The book surrounds the author, whom we can assume is Sebald himself, walking through his home county of Suffolk, Great Britain (Sebald left Germany in the 1960's for a professor-ship in the UK), from Suffolk to Ditchingham. Along the way, he visits friends, stops at decaying mansions, and recalls subjects and locations far and wide. There is no plot (other than, at the time of the telling of the story, he has finished his walk and placed himself in some sort of rehab or mental institution), however, like some of the best books I've read, no plot is needed. In fact, the walk is a frame for the people that you meet within the narrator's mind. Joseph Conrad, the "aunt" of the Last Emperor of China, Edward Fitzgerald (the translator for The Rubáiyát of Omar Khayyám), and others. Of course, the main characters are the nations themselves. The barren lands of Great Britain, stripped of all its trees; The Congo, stripped of human beings, made slaves in the dark jungles; China, invaded by the West for profit at whatever cost. Flowing from one person, time, event, to another, much like the waves of the ocean that the narrator stares out upon, there is no feeling of being lost, of waiting for anyone named Godot. It is pure lyricism blended in with history, biography, and memoir.
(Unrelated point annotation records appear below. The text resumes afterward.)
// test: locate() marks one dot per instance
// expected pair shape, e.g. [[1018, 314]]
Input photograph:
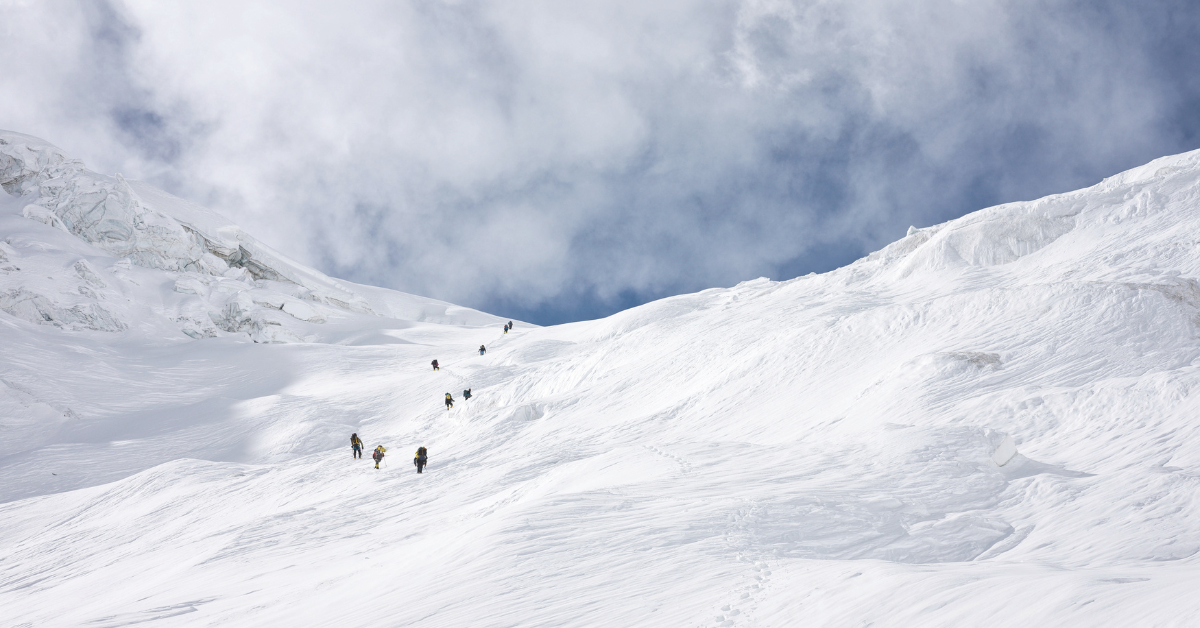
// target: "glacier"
[[989, 420]]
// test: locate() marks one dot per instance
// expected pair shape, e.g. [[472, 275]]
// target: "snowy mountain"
[[990, 420]]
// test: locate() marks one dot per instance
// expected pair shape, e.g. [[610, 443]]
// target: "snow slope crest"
[[221, 280]]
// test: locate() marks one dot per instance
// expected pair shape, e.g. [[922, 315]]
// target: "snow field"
[[813, 452]]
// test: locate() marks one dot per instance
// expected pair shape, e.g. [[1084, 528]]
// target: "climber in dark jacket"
[[420, 459]]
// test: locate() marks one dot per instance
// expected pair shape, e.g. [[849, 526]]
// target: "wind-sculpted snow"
[[990, 422]]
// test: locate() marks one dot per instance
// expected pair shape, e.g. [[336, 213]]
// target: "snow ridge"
[[988, 422], [237, 285]]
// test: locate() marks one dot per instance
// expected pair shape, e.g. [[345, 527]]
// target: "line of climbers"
[[419, 460]]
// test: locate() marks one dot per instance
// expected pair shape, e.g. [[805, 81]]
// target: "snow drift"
[[989, 420]]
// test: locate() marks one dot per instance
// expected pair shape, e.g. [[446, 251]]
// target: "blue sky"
[[559, 161]]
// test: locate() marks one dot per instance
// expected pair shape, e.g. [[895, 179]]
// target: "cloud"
[[531, 156]]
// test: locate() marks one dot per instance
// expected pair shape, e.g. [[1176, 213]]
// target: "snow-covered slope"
[[817, 452], [201, 275]]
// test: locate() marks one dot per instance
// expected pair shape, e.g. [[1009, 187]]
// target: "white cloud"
[[508, 151]]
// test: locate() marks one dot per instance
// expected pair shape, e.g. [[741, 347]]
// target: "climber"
[[420, 459]]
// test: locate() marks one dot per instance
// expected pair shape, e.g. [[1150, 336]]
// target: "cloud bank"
[[561, 160]]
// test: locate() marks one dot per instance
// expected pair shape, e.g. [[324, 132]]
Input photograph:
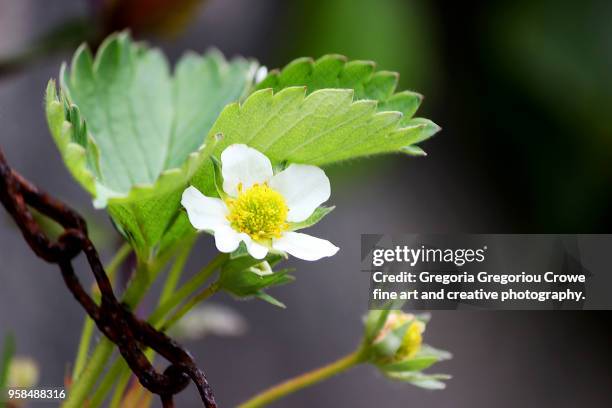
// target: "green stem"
[[183, 310], [88, 325], [81, 388], [176, 271], [186, 290], [120, 369], [105, 385], [305, 380], [85, 383]]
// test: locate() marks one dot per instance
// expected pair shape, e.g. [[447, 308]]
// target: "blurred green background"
[[522, 93]]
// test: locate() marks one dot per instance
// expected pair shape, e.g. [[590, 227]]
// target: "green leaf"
[[375, 321], [422, 380], [270, 299], [237, 278], [335, 71], [133, 135], [325, 127], [429, 351], [8, 351], [314, 218]]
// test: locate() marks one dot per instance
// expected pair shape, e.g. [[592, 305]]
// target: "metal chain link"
[[130, 334]]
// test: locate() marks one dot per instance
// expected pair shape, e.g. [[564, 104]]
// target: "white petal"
[[227, 239], [304, 188], [205, 213], [243, 164], [304, 246], [256, 250]]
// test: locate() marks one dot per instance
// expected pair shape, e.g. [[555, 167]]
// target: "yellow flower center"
[[259, 212], [411, 343]]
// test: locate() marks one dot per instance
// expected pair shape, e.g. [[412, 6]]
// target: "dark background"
[[522, 92]]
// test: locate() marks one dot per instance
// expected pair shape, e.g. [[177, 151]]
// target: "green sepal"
[[387, 346]]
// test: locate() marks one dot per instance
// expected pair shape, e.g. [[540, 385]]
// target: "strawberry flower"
[[261, 208]]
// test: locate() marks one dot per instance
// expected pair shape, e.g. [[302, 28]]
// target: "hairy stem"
[[305, 380], [82, 387], [88, 325], [183, 310], [119, 370], [186, 290]]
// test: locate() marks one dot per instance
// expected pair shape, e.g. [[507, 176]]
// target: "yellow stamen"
[[259, 212]]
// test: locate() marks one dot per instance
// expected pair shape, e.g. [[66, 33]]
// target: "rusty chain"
[[130, 334]]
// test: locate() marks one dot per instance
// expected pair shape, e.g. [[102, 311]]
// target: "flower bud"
[[23, 373], [400, 338]]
In the end, I was reminded of the ending of Voltaire's Candide, where we find the meaning of true happiness is, after all the depressing and tragic things in life that happen, one must return home (whatever home that may be) and cultivate the garden (metaphoric, of course, but in some cases, it actually is a garden). In the end, after the mark is made on the world, after the power and the glory, we languish, and we find solace in the daily lives of silkworms, in the motion of the waves, in the growing of our gardens.

I highly recommend reading this novel, and then do what I did. Hop on Google Earth and find the places he talks about in Suffolk. Use Street View and walk down the same streets as he did. Then go here and download the public domain documents that make up the writings of the characters in the book. The book would be great to base an entire college (high school?) course around, complete with the Intertextuality that most Post-Modern works use. There's nothing better than taking all the thoughts of mankind and weaving them together into a giant web, where art, music, literature, history, science....etc... merge and coexist. I only hope, that, as I walk the paths of my own county, that I can pull together the threads I have collected into some tapestry, which, if I am fortunate, will appear here in words, just as Sebald did in his books. It's all I can hope for.